Cennet neresi? dediler. Senin olduğun yerdir… dedim.

Cehennem neresi dediler. Senin olmadığın yerdir… diyecektim, ama diyemedim. Senin olmadığın yer yok ki… Âh, vallah da yok, billâh da yok Allah’ım…

 

            Katre, tüm hataların kendine ait olduğunu itiraf etti, tüm güzellikler ise onu ummânına kavuşturan Nûr’a aitti..

 

İzinden, gözünden, sözünden özünden Allah ayırmasın. Ey Hakk’ı bildiren, ona götüren, perdeyi kaldırıp onu gösteren… Hakk’ın var olduğunu, varlığın Hak olduğunu, görünenin gösteren, gösterenin görülen olduğunu bildiren!

Bu dünyâda, o dünyâda, Allah senden ayırmasın…

 

   

 

Gönüllerarası

“O bana misafirdir. Ben onu evime gelen bir misafir gibi hoşlarım.”

Ken’an Rifâî Hazretleri

 

Eve misafir gelecek. Yaşarken uyunan, üstünde çatısı olan dört duvarlı bir ev var. Bu duvarlardan dışarı şikâyetin nağmesi çıkmaz çünkü içeride şikâyetin kendisinden eser yoktur. Memnuniyetten ve şükürden başka birşey bulunmaz.

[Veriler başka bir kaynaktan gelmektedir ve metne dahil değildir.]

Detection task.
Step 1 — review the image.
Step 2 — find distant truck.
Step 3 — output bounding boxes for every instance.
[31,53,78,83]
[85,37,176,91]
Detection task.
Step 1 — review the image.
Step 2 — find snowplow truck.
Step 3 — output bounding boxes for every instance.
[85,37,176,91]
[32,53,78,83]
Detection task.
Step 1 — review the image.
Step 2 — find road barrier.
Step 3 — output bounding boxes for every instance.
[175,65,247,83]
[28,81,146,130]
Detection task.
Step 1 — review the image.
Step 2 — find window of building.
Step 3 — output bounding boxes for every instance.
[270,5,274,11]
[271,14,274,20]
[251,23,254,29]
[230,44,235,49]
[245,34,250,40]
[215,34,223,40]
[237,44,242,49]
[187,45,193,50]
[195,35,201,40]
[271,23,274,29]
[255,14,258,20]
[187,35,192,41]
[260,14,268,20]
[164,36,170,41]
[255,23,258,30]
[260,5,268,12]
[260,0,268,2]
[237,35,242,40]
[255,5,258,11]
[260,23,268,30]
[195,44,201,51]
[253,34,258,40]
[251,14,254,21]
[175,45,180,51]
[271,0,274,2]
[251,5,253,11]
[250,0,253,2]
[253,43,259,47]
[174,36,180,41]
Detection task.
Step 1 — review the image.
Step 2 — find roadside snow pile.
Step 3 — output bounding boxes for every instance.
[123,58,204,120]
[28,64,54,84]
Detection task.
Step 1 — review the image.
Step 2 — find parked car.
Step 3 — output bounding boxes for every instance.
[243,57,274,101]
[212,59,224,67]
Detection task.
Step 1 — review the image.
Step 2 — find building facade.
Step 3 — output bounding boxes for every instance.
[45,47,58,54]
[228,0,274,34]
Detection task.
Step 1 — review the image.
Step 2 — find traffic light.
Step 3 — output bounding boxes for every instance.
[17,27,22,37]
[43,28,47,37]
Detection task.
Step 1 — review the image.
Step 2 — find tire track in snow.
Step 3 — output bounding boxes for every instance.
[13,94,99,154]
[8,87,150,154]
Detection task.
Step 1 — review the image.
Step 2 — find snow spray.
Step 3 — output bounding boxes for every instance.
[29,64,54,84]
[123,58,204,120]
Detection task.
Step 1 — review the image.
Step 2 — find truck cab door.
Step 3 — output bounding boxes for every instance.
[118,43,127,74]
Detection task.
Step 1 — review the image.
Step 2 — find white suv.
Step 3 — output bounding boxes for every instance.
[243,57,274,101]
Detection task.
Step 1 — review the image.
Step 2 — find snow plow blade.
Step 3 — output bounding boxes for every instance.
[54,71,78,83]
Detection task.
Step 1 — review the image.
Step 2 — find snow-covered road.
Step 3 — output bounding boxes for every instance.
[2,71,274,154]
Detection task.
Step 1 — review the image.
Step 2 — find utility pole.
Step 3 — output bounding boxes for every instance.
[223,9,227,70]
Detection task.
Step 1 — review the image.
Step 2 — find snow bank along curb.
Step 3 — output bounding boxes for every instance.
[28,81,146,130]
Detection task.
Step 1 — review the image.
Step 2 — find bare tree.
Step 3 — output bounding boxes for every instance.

Nihâle, mutfak sehpasının üstünde memnuniyetle durur.

Tencereler, yıkanıp rafına konulmuş bir hâlde yemek pişirilmesine bulundukları katkı için şükretmekte.

Masa, üstüne yerleştirilmiş lâmbanın loş ışığından çok memnun.

Pişmiş yemeklerin güzel kokusu da tertemiz koridorlarda oda oda gezip selâm etmekte.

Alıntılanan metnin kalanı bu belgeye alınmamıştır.